The Chrome user-agent string contains the substring "WebKit", and this includes versions of Chrome that use the Blink engine instead of the original WebKit build, since Blink itself originated as a fork of WebKit. For example, here's mine:
Mozilla/5.0 (Windows NT 6.1; WOW64) AppleWebKit/537.36 (KHTML, like Gecko) Chrome/36.0.1985.125 Safari/537.36
You can see that nowhere in this user-agent string is Blink even referred to by name; it's still referred to as AppleWebKit!
jQuery's browser detection via the $.browser
property consisted of nothing more than a series of simple regex matches on navigator.userAgent
for the relevant keywords. This is mentioned in the documentation, but more importantly, the source code reflects this:
// Useragent RegExp
rwebkit = /(webkit)[ \/]([\w.]+)/,
...
// Keep a UserAgent string for use with jQuery.browser
userAgent = navigator.userAgent,
browserMatch = jQuery.uaMatch( userAgent );
if ( browserMatch.browser ) {
jQuery.browser[ browserMatch.browser ] = true;
jQuery.browser.version = browserMatch.version;
}
Now, these snippets address why $.browser.webkit
is true for Chrome. But what about $.browser.safari
? Clearly, Safari and Chrome are two totally different browser products, even if their rendering engines share a heritage, so why would safari
also be true for Chrome?
The answer can be found in the block immediately following the uaMatch()
call above:
// Deprecated, use jQuery.browser.webkit instead
if ( jQuery.browser.webkit ) {
jQuery.browser.safari = true;
}
In other words, the same value was being reflected for both $.browser.webkit
and $.browser.safari
. This seems strange, but then if you look at the Chrome user-agent string again, you'll notice that Safari is referred to by name as well! So even if they didn't try to synonymize Safari and WebKit, the user-agent string would have matched them both for either browser anyway.

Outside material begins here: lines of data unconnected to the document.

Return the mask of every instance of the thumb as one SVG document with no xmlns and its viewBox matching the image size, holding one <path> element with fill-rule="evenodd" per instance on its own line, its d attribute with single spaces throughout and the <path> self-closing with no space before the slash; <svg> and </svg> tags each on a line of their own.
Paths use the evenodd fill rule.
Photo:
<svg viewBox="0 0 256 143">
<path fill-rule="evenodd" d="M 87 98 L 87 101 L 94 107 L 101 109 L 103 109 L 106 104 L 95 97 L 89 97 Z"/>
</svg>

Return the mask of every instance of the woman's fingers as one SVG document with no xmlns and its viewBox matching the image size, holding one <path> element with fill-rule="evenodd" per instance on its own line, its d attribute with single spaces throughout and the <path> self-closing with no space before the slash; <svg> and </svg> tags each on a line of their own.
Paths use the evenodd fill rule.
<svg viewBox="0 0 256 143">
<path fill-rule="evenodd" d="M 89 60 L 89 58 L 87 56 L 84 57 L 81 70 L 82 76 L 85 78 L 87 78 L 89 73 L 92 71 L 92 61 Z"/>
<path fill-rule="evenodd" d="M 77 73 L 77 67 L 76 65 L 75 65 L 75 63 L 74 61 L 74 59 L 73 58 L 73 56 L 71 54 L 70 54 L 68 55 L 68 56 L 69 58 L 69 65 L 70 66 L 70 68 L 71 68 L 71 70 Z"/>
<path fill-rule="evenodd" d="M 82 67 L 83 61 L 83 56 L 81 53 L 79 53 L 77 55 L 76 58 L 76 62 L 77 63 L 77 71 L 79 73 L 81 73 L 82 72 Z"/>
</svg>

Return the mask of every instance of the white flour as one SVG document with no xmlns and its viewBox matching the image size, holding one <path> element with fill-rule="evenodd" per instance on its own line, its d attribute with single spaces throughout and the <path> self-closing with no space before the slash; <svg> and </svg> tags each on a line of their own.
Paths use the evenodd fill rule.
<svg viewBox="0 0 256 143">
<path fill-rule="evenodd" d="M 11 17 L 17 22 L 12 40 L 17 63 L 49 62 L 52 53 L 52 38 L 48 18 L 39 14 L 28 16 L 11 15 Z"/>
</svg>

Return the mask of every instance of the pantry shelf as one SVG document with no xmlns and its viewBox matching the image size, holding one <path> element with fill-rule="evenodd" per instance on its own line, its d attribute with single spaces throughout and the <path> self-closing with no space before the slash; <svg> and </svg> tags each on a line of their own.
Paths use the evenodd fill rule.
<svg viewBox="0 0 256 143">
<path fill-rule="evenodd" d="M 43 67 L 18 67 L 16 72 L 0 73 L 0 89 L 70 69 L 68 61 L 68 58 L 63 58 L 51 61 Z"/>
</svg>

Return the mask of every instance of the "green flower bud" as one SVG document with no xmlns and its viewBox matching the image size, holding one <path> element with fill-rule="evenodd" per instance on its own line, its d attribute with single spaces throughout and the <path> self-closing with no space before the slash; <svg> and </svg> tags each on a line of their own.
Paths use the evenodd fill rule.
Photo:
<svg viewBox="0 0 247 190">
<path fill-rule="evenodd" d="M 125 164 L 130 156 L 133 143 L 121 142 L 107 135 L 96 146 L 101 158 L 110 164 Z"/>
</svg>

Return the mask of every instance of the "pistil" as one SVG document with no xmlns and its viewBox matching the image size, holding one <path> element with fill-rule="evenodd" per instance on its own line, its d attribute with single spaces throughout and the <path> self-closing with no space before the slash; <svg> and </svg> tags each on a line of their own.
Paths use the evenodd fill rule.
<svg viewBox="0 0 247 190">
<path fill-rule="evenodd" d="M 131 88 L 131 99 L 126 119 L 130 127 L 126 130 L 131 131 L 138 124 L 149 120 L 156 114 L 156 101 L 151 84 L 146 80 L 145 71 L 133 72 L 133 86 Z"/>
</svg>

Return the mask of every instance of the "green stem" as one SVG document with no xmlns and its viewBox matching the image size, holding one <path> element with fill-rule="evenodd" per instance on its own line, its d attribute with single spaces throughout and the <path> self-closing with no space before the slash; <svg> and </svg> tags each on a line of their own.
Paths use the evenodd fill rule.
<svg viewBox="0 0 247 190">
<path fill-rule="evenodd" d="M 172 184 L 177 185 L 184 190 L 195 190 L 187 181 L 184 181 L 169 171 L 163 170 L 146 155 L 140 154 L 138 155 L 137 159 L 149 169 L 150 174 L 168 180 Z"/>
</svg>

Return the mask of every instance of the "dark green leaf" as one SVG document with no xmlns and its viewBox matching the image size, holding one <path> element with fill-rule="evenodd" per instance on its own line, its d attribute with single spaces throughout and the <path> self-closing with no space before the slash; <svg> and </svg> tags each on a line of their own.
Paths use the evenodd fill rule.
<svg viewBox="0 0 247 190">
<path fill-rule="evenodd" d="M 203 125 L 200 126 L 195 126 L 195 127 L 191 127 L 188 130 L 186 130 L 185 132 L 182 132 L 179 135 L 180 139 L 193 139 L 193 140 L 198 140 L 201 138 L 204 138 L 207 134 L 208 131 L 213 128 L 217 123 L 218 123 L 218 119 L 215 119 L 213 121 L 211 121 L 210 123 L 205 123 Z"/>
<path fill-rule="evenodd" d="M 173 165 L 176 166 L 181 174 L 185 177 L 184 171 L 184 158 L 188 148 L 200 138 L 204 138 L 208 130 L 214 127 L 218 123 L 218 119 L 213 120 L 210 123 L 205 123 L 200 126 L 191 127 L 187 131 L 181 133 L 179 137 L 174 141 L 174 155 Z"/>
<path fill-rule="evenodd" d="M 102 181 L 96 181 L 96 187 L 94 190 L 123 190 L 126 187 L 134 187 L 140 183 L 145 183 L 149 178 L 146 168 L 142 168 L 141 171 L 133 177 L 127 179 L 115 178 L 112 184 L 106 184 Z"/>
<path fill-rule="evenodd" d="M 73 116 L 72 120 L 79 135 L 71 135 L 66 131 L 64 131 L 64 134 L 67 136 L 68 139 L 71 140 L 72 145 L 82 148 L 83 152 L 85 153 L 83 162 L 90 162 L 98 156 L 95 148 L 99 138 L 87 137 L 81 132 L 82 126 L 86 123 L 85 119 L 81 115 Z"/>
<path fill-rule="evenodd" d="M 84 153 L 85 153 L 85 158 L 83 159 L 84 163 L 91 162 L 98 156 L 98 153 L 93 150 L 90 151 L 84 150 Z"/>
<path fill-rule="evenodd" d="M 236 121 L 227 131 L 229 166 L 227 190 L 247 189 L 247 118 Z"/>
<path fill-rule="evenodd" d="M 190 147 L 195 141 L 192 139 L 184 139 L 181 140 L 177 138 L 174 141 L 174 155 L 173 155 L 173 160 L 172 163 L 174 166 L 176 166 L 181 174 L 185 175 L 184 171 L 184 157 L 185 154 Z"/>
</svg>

Now you may ask, why was this never fixed? Why not just introduce a chrome
property to $.browser
to handle things differently for Chrome? That's because $.browser
itself was deprecated in jQuery 1.3, released in early 2009, at which time Chrome was still the new kid on the block that everybody on the Web was talking about. (And, just for the record, that's over five years ago now.) Given that browser sniffing was already uncool at the time, there was little to no incentive to fix this, so they deprecated it and left it as it was.